# grass-like aquatic plants



## yannis2307 (Apr 23, 2012)

so i was thinking that some plant that is grass-like would be nice to add to my aquarium and cover the substrate, like the bottom of the sea sometimes...i would also like it to be dense, denser than moss and a little tall, not much, about 1 inch, but it's okay not to be like that...anyone got something in mind? would it need special substrate, lighting or CO2?


----------



## snyderguy (Feb 9, 2010)

In my experience, any plants that are grass like need CO2 if you want them to grow. Microswords are probably what you're thinking here.


----------



## yannis2307 (Apr 23, 2012)

i dont want them to really grow, just to be alive and not slowly die making the ammonia spike....it's mostly to make my tank nicer, not really a practical issue... so would it be good like that?


----------



## yannis2307 (Apr 23, 2012)

maybe dwarf baby tears? do they definitely need co2 and special lighting?


----------



## yannis2307 (Apr 23, 2012)

or pearl grass?


----------



## bveister (Aug 9, 2011)

Yes baby tears definitely need co2 and good lighting to keep that bright green you see them have in all their pictures. I had dwarf microswords in my tank and they carpeted my tank in about 6 months with co2 and pretty good lighting. Granted they we're in gravel so it might have been faster with sand but IMO co2 promotes great growth in almost all plants!


----------



## grogan (Jan 23, 2011)

Most vals are a grass like plant. They grow easy and dense. They do not need co2 or high light. If you trim them alot you could keep them around the height you wanted. Micro swords would also work well here, just make sure you put some root tabs down.


----------



## Fuzz (Jan 27, 2012)

Im gonna jump in on this thread...Dwarf Sagittaria!

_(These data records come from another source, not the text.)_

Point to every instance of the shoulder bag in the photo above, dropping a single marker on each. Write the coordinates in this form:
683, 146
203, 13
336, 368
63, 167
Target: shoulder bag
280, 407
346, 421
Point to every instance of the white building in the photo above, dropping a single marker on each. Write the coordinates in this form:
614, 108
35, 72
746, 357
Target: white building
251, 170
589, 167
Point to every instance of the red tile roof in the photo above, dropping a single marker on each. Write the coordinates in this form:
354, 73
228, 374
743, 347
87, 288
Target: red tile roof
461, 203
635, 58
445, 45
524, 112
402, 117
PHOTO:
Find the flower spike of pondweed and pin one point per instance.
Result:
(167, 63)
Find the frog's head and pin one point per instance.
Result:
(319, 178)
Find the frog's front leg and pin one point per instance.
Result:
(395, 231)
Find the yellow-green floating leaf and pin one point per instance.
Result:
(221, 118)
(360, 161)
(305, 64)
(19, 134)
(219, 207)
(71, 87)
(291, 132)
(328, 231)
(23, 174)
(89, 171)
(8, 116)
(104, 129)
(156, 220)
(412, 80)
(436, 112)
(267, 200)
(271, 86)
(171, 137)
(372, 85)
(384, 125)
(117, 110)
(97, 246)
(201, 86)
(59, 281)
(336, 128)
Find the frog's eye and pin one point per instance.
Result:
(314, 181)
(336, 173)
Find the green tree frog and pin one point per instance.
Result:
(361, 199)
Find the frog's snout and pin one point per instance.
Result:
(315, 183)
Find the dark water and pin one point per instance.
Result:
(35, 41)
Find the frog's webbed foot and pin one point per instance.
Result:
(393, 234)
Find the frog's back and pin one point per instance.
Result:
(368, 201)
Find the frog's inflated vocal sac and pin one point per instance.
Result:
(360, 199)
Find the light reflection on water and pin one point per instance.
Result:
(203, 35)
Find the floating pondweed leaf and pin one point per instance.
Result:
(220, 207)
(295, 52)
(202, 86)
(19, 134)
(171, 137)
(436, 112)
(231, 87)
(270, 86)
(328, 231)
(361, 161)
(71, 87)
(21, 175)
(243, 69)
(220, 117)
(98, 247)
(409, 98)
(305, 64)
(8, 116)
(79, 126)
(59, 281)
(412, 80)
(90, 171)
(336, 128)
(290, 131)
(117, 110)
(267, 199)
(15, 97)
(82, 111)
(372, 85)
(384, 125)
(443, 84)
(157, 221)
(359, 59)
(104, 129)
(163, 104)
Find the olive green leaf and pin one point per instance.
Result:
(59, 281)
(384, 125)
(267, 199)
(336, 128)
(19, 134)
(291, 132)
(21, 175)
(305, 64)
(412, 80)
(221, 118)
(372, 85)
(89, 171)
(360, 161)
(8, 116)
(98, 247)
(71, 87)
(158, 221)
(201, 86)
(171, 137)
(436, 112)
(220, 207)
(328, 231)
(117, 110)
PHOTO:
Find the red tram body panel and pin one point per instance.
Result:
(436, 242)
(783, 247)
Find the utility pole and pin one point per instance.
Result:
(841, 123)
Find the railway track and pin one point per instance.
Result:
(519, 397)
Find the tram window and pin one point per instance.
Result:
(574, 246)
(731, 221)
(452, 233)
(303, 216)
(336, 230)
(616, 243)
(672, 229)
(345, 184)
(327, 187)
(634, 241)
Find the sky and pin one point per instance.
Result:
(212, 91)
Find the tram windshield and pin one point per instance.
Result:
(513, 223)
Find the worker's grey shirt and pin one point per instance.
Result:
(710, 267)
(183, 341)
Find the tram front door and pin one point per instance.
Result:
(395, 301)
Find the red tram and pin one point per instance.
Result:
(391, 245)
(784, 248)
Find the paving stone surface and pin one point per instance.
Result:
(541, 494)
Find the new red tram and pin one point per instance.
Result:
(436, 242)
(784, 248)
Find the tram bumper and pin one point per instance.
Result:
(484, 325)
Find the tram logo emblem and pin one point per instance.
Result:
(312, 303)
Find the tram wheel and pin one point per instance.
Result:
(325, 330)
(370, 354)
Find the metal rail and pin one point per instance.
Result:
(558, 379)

Low light requirements. No Co2 needed. A well developed gravel substrate or something like flourite, dirt, or other plant specific substrate should be all you really need. I'd probably bump the lighting up to the medium light range or at least upgrade the lighting from stock(if you haven't already)...you could double up the "stock" fixtures and you should be fine. Grows as well as swords and anubias.

I've had mine in a high tech tank for a week or two and I've already got 3 runners(I got 10 plants and 3 of them already shot runners and started growing out new plants). Obviously a low tech tank probably won't have as much growth so fast, but still.

Looks just like blades of grass and will eventually carpet your tank. I don't have much experience with it or live plants for that matter, but I'm learning pretty fast as I go. I love this plant so far. I highly recommend it(as does dustin from "dustins fish tanks" on YouTube)


----------



## lohachata (Jan 27, 2006)

you could try dwarf hair grass....doesn't get too tall and will carpet your tank...may need medium lighting....2-3 WPG 6500-6700 KV.....grogan can inform you more accurately as i am not always the best with plants..


----------



## mpfsr (Jun 22, 2011)

I used baby tears for my "carpet" in my 125g. I don't use C02 never have..I do however use whats called NPT (natural planted tank) witch is organic potting soil under small gravel or sand as a topper. All plants grow uncontrollable in these tanks and need to trim weekly...


----------



## grogan (Jan 23, 2011)

wow I need to see pictures of this.


----------



## yannis2307 (Apr 23, 2012)

the substrate needed is not a problem, co2 and lighting is....


----------